佐賀・武雄市の前市長で実業家の樋渡啓祐氏が17日までに自身のX(旧ツイッター)を更新。次期衆院選に出馬せず政界引退することを表明した自民党の菅義偉元首相(77=衆院神奈川2区)に、感謝の言葉を送った。
樋渡氏は「菅元総理が引退される。覚悟はしていたものの、まだ実感が追いつかない」と切り出し、思い出を回想。2015年に出馬した佐賀知事選を振り返り「今から12年前、私の携帯電話に突然かかってきた一本の電話。『スガですが。』続けて、『佐賀県知事選に出てくださいね。』当時、内閣官房長官だった菅さんとの出会いは、あまりにも突然だった」と続けると「知事選に落ち、菅さんが総理になられてからも、東京オリンピック、コロナワクチン、抗原検査、その後、ライドシェア、地域交通など、濃淡はあれど、こんな私に、いくつもの重い仕事を託してくださった。直接お会いすることも、電話をいただくことも度々あった。励まされたというより、むしろ『急かされた』と言うべきかもしれない(苦笑)」と明かした。
菅氏との会話も紹介。「ある時、ふと尋ねたことがある。『なぜ、私に仕事を任せるのですか』と。返ってきた言葉は、今も忘れられない」と記すと「樋渡さんは、役人時代からずっと結果を出してきた。沖縄振興法制、省庁再編、市民病院、図書館、教育、SNS。自分でも調べたし、秘書官にも調べさせた。私は“結果を出す人間”が好きだ。はっきり言うところや、危なっかしいところも含めて、それが魅力だ」と、かけられた言葉をつづった。

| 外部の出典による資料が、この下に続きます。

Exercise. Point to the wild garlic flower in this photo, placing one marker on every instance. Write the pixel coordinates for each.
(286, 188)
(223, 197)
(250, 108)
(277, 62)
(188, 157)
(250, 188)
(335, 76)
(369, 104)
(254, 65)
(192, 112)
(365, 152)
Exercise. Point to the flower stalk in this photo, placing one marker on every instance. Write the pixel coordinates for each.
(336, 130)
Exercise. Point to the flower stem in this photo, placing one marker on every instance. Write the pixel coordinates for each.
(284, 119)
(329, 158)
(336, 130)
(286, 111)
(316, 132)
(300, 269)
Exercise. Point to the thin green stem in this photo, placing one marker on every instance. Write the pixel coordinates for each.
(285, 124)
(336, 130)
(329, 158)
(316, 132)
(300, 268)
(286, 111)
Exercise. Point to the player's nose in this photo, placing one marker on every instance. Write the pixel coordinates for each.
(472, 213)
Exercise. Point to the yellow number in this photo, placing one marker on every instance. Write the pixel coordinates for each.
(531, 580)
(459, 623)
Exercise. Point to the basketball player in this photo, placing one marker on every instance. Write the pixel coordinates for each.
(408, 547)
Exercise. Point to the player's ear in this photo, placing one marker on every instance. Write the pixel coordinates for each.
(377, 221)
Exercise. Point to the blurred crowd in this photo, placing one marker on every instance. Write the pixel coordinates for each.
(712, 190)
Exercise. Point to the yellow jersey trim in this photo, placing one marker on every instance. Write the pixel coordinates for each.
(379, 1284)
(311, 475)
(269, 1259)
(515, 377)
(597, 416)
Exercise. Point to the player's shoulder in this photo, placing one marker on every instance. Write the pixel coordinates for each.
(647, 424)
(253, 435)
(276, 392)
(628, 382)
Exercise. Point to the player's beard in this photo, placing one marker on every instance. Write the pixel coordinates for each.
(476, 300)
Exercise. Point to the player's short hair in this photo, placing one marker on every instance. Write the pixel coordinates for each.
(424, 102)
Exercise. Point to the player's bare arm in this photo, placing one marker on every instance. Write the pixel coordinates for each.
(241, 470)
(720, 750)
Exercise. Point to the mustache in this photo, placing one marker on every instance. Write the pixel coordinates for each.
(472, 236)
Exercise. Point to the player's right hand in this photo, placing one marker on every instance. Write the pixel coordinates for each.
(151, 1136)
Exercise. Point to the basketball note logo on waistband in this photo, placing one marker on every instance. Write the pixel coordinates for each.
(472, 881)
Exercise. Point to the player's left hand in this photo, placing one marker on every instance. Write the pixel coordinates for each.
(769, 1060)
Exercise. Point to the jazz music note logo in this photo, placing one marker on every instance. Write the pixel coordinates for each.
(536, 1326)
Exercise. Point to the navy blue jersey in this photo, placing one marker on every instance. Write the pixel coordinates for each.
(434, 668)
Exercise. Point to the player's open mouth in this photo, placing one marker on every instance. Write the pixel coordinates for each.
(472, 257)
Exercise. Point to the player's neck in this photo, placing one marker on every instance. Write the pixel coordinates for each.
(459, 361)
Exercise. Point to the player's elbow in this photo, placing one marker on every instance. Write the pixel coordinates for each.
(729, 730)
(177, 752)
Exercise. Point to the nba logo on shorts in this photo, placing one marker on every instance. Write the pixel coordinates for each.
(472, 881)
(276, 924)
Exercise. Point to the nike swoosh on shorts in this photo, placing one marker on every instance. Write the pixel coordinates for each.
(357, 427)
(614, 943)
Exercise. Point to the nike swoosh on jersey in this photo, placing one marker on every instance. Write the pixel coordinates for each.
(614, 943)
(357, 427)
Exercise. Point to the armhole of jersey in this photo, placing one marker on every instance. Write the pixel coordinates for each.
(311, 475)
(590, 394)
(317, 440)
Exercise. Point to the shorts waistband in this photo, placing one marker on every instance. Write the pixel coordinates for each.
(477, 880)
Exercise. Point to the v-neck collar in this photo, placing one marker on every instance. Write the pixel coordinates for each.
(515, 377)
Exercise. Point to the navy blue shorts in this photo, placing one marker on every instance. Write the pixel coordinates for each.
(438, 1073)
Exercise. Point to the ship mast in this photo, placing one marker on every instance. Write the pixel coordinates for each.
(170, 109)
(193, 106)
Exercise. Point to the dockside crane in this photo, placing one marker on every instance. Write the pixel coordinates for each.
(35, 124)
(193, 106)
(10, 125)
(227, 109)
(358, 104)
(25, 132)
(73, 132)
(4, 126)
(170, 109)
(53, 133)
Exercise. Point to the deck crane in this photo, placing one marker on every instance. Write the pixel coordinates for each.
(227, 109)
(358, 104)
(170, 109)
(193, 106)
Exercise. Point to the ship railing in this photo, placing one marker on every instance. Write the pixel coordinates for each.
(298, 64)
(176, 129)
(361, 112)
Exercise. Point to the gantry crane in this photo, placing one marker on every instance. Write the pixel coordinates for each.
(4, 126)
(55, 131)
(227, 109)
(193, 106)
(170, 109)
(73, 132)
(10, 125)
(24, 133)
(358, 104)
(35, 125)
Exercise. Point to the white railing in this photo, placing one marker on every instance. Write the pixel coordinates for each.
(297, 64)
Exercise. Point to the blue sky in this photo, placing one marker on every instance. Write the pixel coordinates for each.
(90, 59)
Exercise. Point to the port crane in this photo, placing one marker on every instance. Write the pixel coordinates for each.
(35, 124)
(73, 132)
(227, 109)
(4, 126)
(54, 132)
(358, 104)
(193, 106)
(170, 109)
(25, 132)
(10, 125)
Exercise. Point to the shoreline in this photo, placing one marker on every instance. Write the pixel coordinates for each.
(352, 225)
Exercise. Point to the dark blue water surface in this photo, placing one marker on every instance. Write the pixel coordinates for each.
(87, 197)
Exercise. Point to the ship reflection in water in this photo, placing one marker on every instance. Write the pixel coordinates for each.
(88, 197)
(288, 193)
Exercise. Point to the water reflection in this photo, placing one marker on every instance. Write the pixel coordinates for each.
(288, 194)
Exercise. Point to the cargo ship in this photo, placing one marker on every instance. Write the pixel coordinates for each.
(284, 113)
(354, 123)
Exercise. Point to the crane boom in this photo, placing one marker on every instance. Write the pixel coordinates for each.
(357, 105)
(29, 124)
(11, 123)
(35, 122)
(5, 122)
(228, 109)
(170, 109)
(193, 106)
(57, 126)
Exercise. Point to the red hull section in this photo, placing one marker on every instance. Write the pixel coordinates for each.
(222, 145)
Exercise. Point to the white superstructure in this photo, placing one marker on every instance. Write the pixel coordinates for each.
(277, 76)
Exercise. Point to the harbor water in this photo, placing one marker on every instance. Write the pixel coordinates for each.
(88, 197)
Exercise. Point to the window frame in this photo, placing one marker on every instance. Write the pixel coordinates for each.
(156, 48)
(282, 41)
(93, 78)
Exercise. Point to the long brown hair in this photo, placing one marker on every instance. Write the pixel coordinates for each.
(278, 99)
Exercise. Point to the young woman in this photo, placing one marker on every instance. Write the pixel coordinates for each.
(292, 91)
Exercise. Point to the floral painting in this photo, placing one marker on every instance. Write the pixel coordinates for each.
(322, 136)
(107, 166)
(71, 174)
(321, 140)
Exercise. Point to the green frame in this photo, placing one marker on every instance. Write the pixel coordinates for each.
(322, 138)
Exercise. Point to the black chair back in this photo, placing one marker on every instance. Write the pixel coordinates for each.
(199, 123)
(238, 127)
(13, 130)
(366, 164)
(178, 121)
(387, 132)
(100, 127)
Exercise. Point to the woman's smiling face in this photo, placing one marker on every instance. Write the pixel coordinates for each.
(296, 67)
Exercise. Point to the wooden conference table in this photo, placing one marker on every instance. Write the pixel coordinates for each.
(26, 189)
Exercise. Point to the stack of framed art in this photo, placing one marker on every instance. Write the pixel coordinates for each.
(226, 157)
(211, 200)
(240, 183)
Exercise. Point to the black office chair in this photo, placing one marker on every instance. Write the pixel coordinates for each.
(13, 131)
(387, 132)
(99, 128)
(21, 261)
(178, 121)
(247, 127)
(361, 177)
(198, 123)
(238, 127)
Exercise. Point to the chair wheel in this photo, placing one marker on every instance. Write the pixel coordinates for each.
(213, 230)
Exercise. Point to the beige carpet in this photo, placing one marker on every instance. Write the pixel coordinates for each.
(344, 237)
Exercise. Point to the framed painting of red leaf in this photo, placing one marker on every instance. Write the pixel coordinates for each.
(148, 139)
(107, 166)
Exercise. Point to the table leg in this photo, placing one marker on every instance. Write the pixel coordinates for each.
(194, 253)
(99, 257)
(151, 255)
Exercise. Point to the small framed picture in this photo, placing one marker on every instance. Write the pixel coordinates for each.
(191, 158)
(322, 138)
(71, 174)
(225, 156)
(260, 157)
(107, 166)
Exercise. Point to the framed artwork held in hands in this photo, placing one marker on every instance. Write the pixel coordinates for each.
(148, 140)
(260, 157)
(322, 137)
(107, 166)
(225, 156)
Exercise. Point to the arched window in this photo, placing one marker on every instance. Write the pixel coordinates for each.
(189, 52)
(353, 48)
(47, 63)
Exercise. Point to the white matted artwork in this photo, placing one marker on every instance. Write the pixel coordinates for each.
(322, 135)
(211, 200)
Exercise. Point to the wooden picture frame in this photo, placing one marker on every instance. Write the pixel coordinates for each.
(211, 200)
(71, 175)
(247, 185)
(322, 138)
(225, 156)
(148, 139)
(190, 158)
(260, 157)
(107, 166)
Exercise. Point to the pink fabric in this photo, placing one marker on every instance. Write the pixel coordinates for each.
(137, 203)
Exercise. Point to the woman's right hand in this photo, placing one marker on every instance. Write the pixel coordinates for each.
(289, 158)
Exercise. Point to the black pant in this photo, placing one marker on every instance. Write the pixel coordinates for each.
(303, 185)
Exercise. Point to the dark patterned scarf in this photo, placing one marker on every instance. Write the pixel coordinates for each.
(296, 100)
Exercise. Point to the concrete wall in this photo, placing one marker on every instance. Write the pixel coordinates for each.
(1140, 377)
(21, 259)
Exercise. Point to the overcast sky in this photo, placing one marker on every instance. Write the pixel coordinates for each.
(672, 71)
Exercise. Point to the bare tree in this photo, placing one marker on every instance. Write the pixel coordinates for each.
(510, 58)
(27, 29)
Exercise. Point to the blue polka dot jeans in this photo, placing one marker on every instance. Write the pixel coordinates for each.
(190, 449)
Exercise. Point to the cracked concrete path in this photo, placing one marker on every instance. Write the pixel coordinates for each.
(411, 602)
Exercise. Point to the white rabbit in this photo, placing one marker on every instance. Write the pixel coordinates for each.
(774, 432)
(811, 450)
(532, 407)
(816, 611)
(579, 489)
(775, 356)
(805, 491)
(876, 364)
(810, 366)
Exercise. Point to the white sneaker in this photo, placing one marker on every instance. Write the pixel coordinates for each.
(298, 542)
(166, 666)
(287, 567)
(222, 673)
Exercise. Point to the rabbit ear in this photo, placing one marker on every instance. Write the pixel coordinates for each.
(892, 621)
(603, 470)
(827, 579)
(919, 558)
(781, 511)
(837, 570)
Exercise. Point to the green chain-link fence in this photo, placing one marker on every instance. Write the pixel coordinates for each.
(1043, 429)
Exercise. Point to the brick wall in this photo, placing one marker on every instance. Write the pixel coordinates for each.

樋渡氏は「この二年ほど、頭脳の回転はまったく衰えていなかったが、ご体調のことが少し気がかりだったのも、正直なところだ」と率直な思いも打ち明け「こうして書いているうちに、涙がこぼれてくる」と感情も吐露。「時代とは、こうやって静かに、しかし確実に移ろっていくのだろう。菅総理の“末弟”として、この国のために、そして地方のために仕事ができたこと。それは、我が人生において、かけがえのない、最高の思い出である」と感謝し「本当にお疲れ様でした。そして、心からありがとうございました。近いうちに、総理のお好きな甘いものを携えて、ご挨拶に伺います」と結んだ。
樋渡氏は東大卒で元総務相課長補佐。06年に当時最年少の36歳で武雄市長選に初当選した。任期中は、市立図書館の運営をTSUTAYAの経営会社に委託し「蔦屋書店とスターバックスコーヒーが入る図書館」としたことでも話題に。ドラマ「佐賀のがばいばあいちゃん」のロケ誘致に尽力したことでも知られる。関西学院大学客員教授や、複数の行政関連団体の幹部も務めている。